Limitations & Future Work

  1. BSR Only Constrains the Batch Mean: The actual reward distribution within a batch may still pose potential issues; more fine-grained formulations (such as variance constraints) could further improve results.
  2. Selection of \(\lambda\): Although there is only one hyperparameter, optimal values of \(\lambda\) may vary across tasks and model scales, and the framework currently lacks an adaptive adjustment mechanism.
  3. Gold RM Assumption: Modeling the ground-truth \(r^*\) with ArmoRM is an approximation; direct evaluation against real human preferences is still absent.
  4. Decoder-Only Limitations: The framework has only been validated on decoder-only backbones, leaving encoder-only or encoder-decoder backbones unexamined.
  5. Integration with Implicit Methods: BSR is currently restricted to explicit RM training.
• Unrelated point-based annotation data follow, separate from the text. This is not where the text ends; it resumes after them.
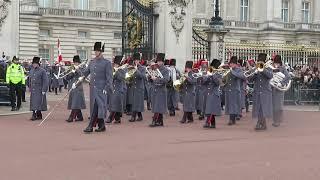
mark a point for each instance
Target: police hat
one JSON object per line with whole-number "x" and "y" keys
{"x": 98, "y": 46}
{"x": 76, "y": 59}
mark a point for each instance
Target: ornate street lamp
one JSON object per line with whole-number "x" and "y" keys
{"x": 216, "y": 20}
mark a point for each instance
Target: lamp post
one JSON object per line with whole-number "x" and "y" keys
{"x": 216, "y": 20}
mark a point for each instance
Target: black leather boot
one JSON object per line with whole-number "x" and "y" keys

Exploring how it might extend to implicit reward optimization (e.g., DPO) is a valuable direction.
  6. Dynamic Regularization: The severity of dispersion shifts across training stages; whether \(\lambda\) should dynamically adapt as training progresses remains to be studied.
  • Gao et al. (2023): First to systematically study RM over-optimization using gold RMs for evaluation. This paper builds on their work by proposing a more granular classification of four generalization scenarios.
  • Wei et al. (2022): Observed that norm growth in LLMs prompts softmax overconfidence. This work successfully transfers this insight to the RM scenario.
  • RLOO (Ahmadian et al., 2024): Serves as the RL algorithm for RLHF. Integrating BSR with RLOO demonstrates the positive propagation of a robust RM to downstream learning.
  • Skywork/TULU3 Data: Demonstrates the complementary effect of BSR alongside high-quality data engineering without conflict.
  • Takeaway: One could analyze the norm dispersion of implicit rewards in methods like DPO/ORPO, potentially revealing similar over-optimization behaviors and inspiring corresponding regularization techniques.

Rating

  • Novelty: ★★★★☆ — The categorization of the four generalization scenarios and the analysis of hidden-state norm dispersion are refreshing, though the BSR design is simple rather than revolutionary.
  • Theoretical Depth: ★★★★☆ — The gradient analysis is rigorous, locating the root cause by ruling out the projection head \(W_p\) and pointing to the hidden state \(h\).
  • Experimental Thoroughness: ★★★★★ — Validated across two model families, three scales, four scenarios, end-to-end RLHF pipelines, and RM-Bench evaluations.
  • Practical Value: ★★★★★ — BSR is minimally intrusive and plug-and-play, providing direct assistance to practical RLHF pipelines.
  • Writing Quality: ★★★★☆ — Clear structure, though notation-heavy; some mathematical derivations could be more concise.